Discussion:
[zeromq-dev] REQ / REP and inproc sockets
gonzalo diethelm
2010-08-25 16:11:46 UTC
Permalink
If this is a known issue, I apologize for not paying attention.

I am developing a small client/server app in Java and 0MQ. The client
does the following:

* On the main thread:
+ Create a REQ socket bound to inproc://r
+ Add that socket to a Poller.
+ Spawn a new thread.

* On the new thread:
+ Create a REP socket connected to inproc://r and a REQ socket connected
to tcp://127.0.0.1:5555, where my server has a REP socket bound.
+ Loop: read from inproc://r and write to tcp; read from tcp and write
to inproc://r.
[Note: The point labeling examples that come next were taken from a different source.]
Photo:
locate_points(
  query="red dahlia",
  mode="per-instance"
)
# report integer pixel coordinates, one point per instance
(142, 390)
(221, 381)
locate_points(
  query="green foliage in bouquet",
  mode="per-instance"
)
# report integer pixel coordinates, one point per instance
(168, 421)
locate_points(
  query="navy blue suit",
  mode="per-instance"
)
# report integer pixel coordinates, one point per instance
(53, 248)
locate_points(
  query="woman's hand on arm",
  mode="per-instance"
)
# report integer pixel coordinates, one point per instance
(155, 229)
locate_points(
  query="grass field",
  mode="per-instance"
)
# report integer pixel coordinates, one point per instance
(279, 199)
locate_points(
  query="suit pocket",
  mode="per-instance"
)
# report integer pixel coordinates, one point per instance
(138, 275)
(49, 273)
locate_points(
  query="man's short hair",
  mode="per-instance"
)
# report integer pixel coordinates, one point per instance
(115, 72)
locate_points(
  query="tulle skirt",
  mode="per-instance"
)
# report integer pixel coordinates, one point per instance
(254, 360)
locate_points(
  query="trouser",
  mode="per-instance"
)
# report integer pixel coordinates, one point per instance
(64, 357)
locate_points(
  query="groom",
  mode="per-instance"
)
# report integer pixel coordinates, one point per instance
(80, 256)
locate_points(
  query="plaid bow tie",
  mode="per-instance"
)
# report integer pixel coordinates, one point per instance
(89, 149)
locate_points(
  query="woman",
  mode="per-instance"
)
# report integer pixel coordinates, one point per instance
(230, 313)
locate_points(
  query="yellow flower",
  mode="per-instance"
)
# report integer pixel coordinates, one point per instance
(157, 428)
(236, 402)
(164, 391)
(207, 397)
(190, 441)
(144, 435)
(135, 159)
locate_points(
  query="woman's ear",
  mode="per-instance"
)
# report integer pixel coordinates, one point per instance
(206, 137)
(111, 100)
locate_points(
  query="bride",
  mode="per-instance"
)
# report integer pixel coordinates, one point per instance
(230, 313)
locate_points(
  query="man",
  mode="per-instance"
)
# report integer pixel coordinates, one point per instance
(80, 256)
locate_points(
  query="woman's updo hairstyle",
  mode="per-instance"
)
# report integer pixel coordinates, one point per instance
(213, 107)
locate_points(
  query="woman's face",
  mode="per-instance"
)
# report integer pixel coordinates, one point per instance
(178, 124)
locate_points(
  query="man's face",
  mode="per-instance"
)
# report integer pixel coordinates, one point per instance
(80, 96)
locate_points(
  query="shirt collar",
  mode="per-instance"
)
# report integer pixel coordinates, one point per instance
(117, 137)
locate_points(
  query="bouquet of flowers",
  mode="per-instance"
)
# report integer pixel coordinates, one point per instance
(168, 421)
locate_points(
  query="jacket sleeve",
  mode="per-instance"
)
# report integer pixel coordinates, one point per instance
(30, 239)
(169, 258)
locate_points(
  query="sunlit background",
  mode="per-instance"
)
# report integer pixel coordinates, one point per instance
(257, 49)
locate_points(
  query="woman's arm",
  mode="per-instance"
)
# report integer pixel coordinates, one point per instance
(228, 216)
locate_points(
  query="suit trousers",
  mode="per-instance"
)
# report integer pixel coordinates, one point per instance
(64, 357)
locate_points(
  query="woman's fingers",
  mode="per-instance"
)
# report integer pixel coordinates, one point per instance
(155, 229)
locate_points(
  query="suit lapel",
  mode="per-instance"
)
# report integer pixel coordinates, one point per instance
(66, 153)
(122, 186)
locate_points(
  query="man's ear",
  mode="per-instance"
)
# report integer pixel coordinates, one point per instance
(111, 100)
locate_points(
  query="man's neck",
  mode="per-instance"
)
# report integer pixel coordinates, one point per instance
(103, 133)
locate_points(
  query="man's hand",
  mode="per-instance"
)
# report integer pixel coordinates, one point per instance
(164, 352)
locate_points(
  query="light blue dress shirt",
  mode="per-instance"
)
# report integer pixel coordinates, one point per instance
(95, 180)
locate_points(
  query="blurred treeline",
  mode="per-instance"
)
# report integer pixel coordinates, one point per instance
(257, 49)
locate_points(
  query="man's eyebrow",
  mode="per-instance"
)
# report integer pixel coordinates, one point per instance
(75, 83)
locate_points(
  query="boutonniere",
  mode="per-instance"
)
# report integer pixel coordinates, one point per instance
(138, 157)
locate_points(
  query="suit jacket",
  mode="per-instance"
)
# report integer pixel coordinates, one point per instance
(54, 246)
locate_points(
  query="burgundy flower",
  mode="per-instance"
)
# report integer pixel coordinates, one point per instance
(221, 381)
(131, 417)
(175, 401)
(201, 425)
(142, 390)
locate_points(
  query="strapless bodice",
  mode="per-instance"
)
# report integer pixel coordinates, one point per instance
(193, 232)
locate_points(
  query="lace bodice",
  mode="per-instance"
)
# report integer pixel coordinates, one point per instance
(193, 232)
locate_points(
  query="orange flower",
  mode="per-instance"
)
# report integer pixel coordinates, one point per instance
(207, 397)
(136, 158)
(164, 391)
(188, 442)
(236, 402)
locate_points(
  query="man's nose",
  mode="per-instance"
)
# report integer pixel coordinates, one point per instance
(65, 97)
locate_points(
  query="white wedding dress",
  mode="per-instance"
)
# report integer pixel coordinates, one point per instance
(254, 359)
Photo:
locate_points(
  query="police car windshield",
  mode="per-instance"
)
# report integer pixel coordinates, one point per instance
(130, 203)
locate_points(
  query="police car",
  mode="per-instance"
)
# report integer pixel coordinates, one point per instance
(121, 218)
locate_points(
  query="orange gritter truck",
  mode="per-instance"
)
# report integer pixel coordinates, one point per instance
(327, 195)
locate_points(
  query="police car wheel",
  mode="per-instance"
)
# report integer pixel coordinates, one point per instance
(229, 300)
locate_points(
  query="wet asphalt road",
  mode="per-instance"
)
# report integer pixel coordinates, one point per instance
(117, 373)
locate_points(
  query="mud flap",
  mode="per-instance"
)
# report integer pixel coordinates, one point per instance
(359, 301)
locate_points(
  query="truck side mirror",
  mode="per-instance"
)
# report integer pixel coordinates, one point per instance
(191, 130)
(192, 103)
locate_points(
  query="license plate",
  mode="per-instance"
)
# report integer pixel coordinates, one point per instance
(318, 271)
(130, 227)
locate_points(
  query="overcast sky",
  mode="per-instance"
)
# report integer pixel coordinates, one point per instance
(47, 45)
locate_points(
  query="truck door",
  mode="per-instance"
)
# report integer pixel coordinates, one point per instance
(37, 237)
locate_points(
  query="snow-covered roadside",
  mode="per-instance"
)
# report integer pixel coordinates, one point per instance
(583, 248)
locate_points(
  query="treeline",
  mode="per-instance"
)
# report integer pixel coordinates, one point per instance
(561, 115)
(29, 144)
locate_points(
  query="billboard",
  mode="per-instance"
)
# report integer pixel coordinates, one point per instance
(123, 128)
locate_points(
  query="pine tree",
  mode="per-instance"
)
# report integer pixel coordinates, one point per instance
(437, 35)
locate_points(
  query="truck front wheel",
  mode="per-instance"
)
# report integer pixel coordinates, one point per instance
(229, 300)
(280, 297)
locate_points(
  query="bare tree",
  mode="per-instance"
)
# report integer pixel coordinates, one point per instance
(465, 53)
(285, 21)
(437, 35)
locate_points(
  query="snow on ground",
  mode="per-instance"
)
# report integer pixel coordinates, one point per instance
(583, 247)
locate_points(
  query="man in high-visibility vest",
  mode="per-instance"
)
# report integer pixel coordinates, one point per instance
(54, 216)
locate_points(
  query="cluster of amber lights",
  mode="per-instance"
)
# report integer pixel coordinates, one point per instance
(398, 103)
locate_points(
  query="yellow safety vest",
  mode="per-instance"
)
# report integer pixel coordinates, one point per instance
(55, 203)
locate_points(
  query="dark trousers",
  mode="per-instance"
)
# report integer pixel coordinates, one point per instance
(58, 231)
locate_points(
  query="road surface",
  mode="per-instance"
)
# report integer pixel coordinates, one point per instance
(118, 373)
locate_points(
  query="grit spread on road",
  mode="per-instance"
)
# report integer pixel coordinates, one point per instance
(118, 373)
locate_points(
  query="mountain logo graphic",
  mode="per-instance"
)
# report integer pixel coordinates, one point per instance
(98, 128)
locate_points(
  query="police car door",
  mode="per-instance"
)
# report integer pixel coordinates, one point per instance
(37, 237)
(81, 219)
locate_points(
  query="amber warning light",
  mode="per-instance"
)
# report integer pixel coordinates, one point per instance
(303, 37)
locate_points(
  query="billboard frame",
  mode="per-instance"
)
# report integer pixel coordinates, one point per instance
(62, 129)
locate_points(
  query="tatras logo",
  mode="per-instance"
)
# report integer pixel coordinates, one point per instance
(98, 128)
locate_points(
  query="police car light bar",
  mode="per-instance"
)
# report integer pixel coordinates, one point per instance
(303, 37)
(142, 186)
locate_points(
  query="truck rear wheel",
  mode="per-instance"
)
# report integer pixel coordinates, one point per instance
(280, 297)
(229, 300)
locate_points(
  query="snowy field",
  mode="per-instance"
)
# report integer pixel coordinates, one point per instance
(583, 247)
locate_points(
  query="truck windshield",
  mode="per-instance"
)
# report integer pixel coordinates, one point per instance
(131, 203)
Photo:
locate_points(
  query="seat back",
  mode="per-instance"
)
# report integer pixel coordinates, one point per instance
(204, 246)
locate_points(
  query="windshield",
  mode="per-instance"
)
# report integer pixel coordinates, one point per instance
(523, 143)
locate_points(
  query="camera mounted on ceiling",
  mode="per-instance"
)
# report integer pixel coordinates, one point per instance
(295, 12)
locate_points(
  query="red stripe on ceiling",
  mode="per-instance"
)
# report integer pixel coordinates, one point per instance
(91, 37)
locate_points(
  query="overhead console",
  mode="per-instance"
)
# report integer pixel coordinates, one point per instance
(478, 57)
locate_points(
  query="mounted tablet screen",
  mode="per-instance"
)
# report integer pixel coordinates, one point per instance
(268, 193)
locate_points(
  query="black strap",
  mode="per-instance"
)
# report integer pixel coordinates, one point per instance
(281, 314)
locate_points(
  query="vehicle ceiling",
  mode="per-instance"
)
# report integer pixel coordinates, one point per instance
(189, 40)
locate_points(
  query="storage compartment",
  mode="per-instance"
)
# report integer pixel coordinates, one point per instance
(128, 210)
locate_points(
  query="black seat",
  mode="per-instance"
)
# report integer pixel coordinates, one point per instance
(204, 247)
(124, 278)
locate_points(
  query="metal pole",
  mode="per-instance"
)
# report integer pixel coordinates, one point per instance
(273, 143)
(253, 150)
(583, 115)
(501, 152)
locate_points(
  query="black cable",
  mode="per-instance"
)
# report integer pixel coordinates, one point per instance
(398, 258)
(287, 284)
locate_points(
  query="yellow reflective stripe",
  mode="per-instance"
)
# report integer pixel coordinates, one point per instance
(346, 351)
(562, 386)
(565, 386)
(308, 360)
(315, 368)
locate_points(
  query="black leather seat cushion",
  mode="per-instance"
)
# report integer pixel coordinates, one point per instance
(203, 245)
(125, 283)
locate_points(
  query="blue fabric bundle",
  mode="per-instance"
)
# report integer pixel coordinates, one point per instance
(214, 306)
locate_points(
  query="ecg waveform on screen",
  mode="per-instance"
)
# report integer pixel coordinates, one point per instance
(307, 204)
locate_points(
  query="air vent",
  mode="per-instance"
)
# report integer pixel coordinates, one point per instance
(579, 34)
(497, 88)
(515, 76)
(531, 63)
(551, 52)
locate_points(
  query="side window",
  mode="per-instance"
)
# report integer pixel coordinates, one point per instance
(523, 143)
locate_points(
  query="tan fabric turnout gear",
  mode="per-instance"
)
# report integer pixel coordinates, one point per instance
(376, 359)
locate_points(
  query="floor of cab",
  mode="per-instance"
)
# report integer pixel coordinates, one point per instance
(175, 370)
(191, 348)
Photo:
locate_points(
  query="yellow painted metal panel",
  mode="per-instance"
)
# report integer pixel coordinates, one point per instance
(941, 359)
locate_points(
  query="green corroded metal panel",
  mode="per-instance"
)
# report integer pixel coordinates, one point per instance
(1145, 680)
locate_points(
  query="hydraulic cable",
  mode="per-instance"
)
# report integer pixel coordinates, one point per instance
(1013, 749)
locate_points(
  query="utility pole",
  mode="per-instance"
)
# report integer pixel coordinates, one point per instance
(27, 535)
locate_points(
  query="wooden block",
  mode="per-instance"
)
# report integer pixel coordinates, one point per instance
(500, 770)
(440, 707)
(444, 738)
Notice the new thread does not poll, it simply issues
blocking recv and send calls.

* Back on the main thread:
+ Send one request down inproc://r.
+ Poll for incoming messages (only on inproc://r).
+ The expectation is that the main thread will wake up from the poll and
will be able to process the response it got from the remote server.

This whole thing works, but NOT most of the time. Sometimes the new
thread writes the reply on inproc://r but the main thread never wakes up
from the poll. Or, the main thread writes the message on inproc://r but
the new thread never receives it. The only common factor between the two
errors is the use of an inproc socket between the two threads. I have
taken care to create each socket within its proper thread.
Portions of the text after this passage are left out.